There’s been a contentious and useful conversation this week over the demographic balance of the tech economy, sparked by Jamelle Bouie posting the piece he’d written earlier on that topic for Marco Arment’s subscription-required iPad publication The Magazine. The first two sentences of his story:
Click through to the “about” page of any technology magazine, website, or blog, and you often find individual or group pictures of the staff and regular contributors. What’s noticeable is so in its absence: You find precious few brown people.
Bouie pinned much of the blame for that on tech journalists sticking with their default recruitment settings–as he quoted Anil Dash, “they’ve tended to hire from their familiar circle of connections.”
Not all of the tech community appreciated the critique. After some back-and-forth on Twitter, veteran startup founder Jason Calacanis posted an essay defending his ecosystem’s meritocracy and suggesting that ambitious writers of any color follow his example of “hustling in my spare time”:
To fall back to race as the reason why people don’t break out in our wonderful oasis of openness is to do a massive injustice to what we’ve fought so hard to create.
It was interesting to digest that a day or so after reading testimonials by two female tech types, Sarah Parmenter and Leslie Jensen-Inman, about the grotesque sexism they’d encountered while speaking at conferences. Perhaps the tech ecosystem is not a wonderful oasis of openness for everyone?
I know it’s not.
I’ve been to more than enough tech events that didn’t exactly look like America, but I also have my own experience distributing work to journalists. From 1997 to 2005, my job titles at the Washington Post ended in “editor,” and a key part of those jobs was assigning a page or so of reviews each week.

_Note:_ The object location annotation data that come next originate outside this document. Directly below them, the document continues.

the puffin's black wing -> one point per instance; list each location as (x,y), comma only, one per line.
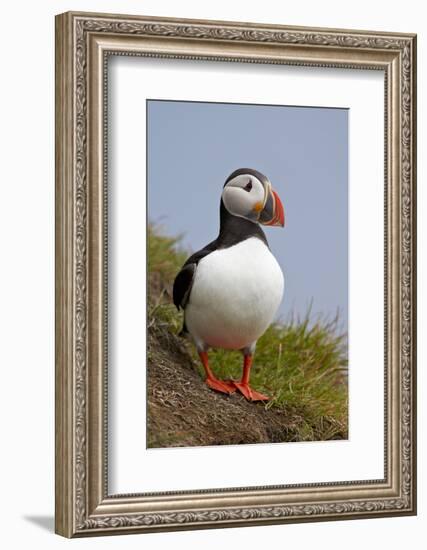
(184,280)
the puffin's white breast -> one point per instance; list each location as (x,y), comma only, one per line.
(235,295)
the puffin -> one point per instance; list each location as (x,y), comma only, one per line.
(231,289)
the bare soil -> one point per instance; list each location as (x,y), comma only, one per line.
(184,412)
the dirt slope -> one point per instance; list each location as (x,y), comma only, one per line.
(183,411)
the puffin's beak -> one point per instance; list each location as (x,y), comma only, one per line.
(273,212)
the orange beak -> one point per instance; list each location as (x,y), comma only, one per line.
(273,212)
(278,212)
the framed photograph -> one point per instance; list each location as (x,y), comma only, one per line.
(235,274)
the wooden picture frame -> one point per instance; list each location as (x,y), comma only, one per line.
(83,42)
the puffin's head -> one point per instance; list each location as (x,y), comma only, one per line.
(248,194)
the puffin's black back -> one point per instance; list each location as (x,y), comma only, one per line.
(233,230)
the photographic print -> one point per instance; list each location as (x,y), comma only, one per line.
(235,274)
(247,273)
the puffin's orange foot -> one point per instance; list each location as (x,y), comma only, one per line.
(249,393)
(220,385)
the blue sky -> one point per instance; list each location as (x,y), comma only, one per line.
(193,147)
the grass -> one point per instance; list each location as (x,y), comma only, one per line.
(301,365)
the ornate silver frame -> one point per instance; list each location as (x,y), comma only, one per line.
(83,505)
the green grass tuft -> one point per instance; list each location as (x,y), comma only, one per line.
(301,365)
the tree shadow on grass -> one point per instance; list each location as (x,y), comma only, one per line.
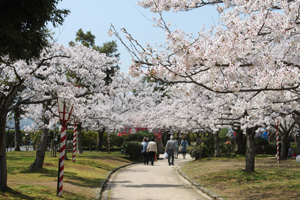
(17,195)
(69,177)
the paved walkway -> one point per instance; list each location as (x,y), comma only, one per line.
(147,182)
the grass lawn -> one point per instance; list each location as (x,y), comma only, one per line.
(224,177)
(82,179)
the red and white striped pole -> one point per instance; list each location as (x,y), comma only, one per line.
(108,142)
(62,158)
(74,141)
(65,111)
(277,141)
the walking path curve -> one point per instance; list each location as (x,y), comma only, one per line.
(157,182)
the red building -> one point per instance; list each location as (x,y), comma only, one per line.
(131,130)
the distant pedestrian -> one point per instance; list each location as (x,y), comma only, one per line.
(176,147)
(184,146)
(152,150)
(170,148)
(144,150)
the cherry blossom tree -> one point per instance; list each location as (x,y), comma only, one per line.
(46,79)
(253,54)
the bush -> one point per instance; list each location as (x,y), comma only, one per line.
(209,142)
(114,140)
(194,151)
(226,148)
(138,136)
(260,145)
(271,148)
(132,148)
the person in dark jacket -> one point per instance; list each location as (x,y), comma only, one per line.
(170,149)
(144,150)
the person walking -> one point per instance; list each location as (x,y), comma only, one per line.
(170,148)
(176,147)
(144,150)
(184,146)
(152,150)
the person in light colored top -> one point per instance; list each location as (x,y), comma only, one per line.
(152,150)
(170,149)
(176,147)
(144,150)
(184,146)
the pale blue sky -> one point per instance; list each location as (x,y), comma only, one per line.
(97,15)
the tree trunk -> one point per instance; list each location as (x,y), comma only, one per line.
(100,139)
(17,133)
(160,146)
(199,138)
(41,149)
(239,142)
(298,145)
(250,153)
(79,139)
(3,169)
(217,144)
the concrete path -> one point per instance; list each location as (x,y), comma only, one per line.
(157,182)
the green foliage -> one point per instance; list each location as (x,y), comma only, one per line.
(114,140)
(294,146)
(10,137)
(89,139)
(223,132)
(260,145)
(109,48)
(138,136)
(194,151)
(209,142)
(132,148)
(271,148)
(23,26)
(226,148)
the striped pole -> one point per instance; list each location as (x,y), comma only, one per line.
(74,142)
(108,143)
(62,158)
(277,140)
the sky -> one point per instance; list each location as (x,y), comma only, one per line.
(97,16)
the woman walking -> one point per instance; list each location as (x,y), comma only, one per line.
(152,150)
(144,150)
(184,146)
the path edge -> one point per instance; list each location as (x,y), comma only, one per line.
(99,192)
(199,186)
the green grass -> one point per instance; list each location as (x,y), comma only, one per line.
(225,177)
(82,179)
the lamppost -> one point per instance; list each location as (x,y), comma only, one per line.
(65,111)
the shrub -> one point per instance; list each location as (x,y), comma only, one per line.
(132,148)
(226,148)
(138,136)
(209,142)
(271,148)
(114,140)
(194,151)
(260,145)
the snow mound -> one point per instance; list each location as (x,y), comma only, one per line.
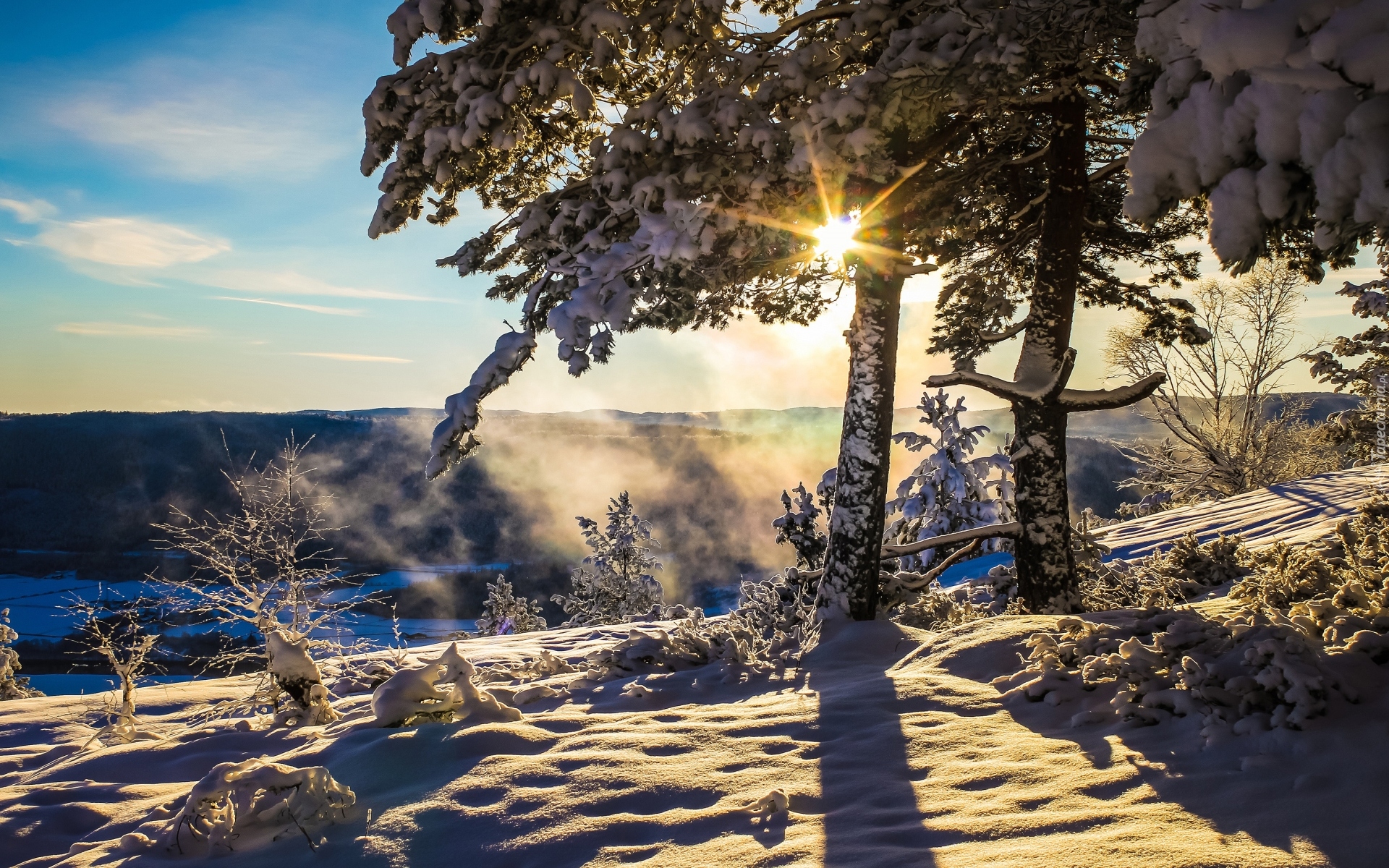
(883,746)
(239,806)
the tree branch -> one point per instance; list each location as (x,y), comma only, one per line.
(791,25)
(1008,389)
(914,270)
(1076,400)
(1006,333)
(1008,529)
(1109,169)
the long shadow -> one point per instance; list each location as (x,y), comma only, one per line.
(871,816)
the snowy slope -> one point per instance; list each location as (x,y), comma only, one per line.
(892,745)
(1295,511)
(895,747)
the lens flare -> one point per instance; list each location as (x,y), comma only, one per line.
(836,238)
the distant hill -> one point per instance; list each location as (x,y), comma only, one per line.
(80,490)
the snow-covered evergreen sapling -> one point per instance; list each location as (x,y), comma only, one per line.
(504,613)
(12,685)
(951,489)
(800,524)
(617,579)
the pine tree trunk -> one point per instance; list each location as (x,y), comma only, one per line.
(1045,561)
(849,588)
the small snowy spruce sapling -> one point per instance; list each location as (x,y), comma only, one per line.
(800,524)
(504,613)
(951,489)
(617,579)
(12,685)
(671,166)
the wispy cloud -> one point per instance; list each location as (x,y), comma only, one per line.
(128,330)
(28,211)
(292,284)
(128,242)
(357,357)
(203,124)
(315,309)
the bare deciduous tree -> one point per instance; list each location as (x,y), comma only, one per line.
(117,632)
(264,566)
(1215,400)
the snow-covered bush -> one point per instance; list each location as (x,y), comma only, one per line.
(441,691)
(12,685)
(1165,578)
(1333,590)
(949,490)
(238,806)
(1239,673)
(504,613)
(295,673)
(691,643)
(116,631)
(800,524)
(616,581)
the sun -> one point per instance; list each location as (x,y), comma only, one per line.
(836,238)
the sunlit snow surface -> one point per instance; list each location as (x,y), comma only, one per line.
(892,745)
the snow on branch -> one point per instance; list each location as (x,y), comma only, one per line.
(949,539)
(1256,107)
(1076,400)
(453,439)
(1008,389)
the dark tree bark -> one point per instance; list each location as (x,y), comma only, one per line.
(1045,561)
(849,587)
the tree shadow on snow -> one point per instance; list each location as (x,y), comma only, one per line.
(867,796)
(1270,786)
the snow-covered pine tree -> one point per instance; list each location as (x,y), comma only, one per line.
(1360,365)
(617,579)
(951,489)
(988,137)
(504,613)
(12,685)
(1278,116)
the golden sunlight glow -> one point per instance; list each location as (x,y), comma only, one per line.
(836,238)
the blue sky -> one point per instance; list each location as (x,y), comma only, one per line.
(185,229)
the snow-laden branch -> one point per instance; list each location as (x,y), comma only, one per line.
(1013,331)
(1008,389)
(453,439)
(1008,529)
(791,25)
(1277,113)
(1076,400)
(1109,169)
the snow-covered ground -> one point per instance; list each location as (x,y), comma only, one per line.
(1296,511)
(892,746)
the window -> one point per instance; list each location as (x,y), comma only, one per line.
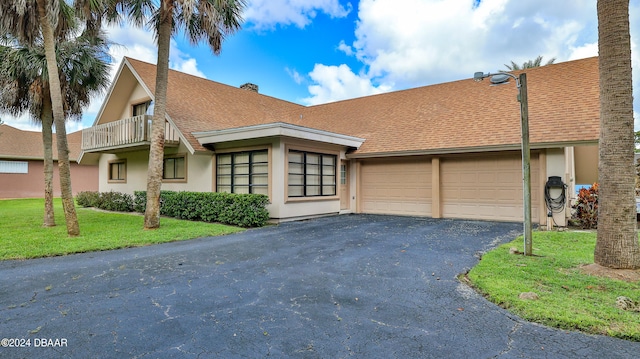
(311,174)
(14,167)
(243,172)
(141,108)
(174,168)
(118,171)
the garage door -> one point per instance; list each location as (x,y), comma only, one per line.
(396,186)
(486,187)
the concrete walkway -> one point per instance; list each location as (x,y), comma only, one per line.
(345,286)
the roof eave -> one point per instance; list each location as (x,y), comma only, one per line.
(274,130)
(472,149)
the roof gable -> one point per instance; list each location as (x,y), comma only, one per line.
(195,104)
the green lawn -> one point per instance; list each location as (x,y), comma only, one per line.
(22,235)
(568,299)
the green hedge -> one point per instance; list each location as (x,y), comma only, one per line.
(244,210)
(110,201)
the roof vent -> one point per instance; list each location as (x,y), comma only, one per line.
(249,86)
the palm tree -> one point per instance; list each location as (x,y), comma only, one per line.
(212,20)
(528,64)
(47,20)
(83,73)
(617,242)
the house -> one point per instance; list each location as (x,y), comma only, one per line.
(22,165)
(450,150)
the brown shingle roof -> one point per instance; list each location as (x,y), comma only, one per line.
(196,104)
(19,144)
(455,116)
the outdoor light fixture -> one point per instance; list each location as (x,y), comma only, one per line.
(521,84)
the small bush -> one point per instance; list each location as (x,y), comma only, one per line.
(88,198)
(115,201)
(586,207)
(139,201)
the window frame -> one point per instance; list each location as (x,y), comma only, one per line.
(320,176)
(134,105)
(250,174)
(14,167)
(118,162)
(182,156)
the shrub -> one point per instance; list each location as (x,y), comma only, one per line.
(139,201)
(88,198)
(586,207)
(244,210)
(115,201)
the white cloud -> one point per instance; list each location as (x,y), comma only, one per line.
(295,75)
(267,14)
(348,50)
(446,40)
(334,83)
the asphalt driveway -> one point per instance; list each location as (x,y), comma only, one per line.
(345,286)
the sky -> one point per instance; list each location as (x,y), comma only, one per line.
(317,51)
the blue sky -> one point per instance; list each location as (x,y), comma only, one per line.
(318,51)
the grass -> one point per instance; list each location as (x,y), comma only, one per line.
(22,235)
(568,299)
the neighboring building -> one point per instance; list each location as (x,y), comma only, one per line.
(448,150)
(22,165)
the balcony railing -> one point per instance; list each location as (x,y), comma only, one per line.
(130,132)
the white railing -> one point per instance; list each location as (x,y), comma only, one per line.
(127,132)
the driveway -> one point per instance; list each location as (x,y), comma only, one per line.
(344,286)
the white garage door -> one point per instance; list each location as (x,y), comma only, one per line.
(396,186)
(486,187)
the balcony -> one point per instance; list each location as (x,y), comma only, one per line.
(124,135)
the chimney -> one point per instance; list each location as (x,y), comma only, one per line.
(249,86)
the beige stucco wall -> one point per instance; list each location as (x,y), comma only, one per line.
(283,208)
(31,184)
(199,172)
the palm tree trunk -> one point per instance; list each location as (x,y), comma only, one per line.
(617,243)
(68,205)
(156,151)
(47,142)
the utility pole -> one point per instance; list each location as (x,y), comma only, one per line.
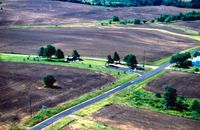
(30,105)
(144,58)
(28,90)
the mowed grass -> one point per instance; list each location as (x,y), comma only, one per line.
(141,98)
(95,65)
(60,123)
(136,97)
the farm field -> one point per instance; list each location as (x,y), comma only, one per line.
(138,119)
(96,42)
(187,84)
(27,25)
(18,80)
(36,12)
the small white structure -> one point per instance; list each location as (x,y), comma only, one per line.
(196,61)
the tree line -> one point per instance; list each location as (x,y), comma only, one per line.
(122,3)
(190,16)
(130,60)
(49,51)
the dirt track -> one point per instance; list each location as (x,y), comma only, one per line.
(137,119)
(18,79)
(95,41)
(187,84)
(38,12)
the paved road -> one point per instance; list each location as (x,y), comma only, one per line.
(96,99)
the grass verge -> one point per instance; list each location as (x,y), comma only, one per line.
(60,124)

I did okay at finding women writers, but I was not effective at signing up non-white ones. It was not (I think) an error of commission, but one of distraction: I had more than one person’s job on my plate, I was stressed enough figuring out my own–and once I’d located enough freelancers who could file on time, I didn’t look beyond the people I knew and the people they knew.
This is one white guy’s story, and it may not apply to any other editor who looks somewhat like me.
But I do know this much: As the sample size grows, a continued mismatch between your community’s demographics and those of the larger society increasingly suggests an inefficiency in the allocation of talent. You might want to look into why that happens.